It's been a busy year for Ally Financial, but the auto lender appears to be slowing down. It's fifth securitization of 2017 is sized at $560 million, or about half as large as its four previous deals, which ranged from $1.02 billion and $1.12 billion.
Going forward Ally intends to rely more on bank deposits for financing its underwriting operations in autos as well as mortgages, executives have revealed in quarterly earnings reports. (The bank reported a $3.8 billion increase in year-over-year deposits in its third-quarter earnings report last month, and also that all retail activity is originated at the bank level).
The structure of the latest deal, Ally Auto Receivables Trust 2017-5, is little changed from recent transactions. There are five senior tranches, a money market tranche and three term tranches with preliminary triple-A ratings from Moody’s Investors Service and S&P Global Ratings. The Class A-1 short-term notes are sized at $142 million; the three-year Class A-2 notes total $170 million, as do the four-year Class A-3 notes while the class A-4 notes are sized at $46.6 million.
All four tranches are supported by 5.85% initial credit enhancement, that is targeted to reach 6.7% (unchanged from AART 2017-4).
The remaining subordinate classes (B,C, and D) totaling $28.84 million will be retained by the sponsor.
Deal was underwritten by Barclays, Citigroup, Deutsche Bank.

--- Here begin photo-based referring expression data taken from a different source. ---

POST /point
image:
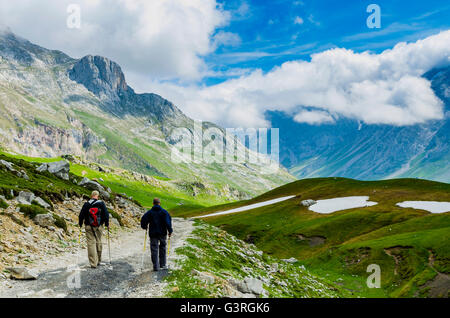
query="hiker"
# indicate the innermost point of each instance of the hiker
(160, 224)
(94, 215)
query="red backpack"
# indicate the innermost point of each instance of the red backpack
(94, 216)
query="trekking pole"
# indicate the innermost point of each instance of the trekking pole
(168, 252)
(143, 252)
(79, 247)
(109, 248)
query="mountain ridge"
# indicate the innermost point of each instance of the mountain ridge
(52, 105)
(348, 148)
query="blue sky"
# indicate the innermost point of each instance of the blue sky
(269, 35)
(231, 61)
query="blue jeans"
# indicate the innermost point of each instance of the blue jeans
(158, 247)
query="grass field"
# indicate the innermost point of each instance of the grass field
(410, 246)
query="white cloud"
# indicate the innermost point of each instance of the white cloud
(385, 88)
(298, 20)
(313, 117)
(226, 38)
(165, 38)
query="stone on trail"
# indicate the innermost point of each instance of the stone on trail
(21, 273)
(60, 169)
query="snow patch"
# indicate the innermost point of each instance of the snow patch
(247, 207)
(338, 204)
(430, 206)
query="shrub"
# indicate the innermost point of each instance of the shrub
(31, 210)
(116, 216)
(3, 204)
(60, 222)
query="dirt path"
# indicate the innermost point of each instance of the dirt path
(58, 277)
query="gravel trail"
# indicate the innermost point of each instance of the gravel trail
(124, 277)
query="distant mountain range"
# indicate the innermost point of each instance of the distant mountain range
(52, 104)
(350, 149)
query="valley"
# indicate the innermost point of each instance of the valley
(340, 245)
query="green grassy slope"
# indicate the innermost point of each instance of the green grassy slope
(411, 246)
(138, 190)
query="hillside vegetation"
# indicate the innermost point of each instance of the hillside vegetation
(411, 246)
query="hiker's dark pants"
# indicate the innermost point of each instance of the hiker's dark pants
(158, 246)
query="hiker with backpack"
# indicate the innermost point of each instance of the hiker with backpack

Of note, the estimated annual spread, or the difference between interest earned on collateral and paid out on the notes, decreased to 2.32% from 2.79%. The weighted average APR of the 35,136 contracts in the deal increased to 5.72% from 5.61%, as the average 737 FICO and 94% loan-to-value ratio of the collateral remained stable from the prior Ally transaction.
here is also a slightly higher proportion of longer term loans. More than 67% have terms greater than five years, and 12% are between 72-75 months. The average original term is 66 months. Seasoning is up slightly to 13.38 months from 13.29 months.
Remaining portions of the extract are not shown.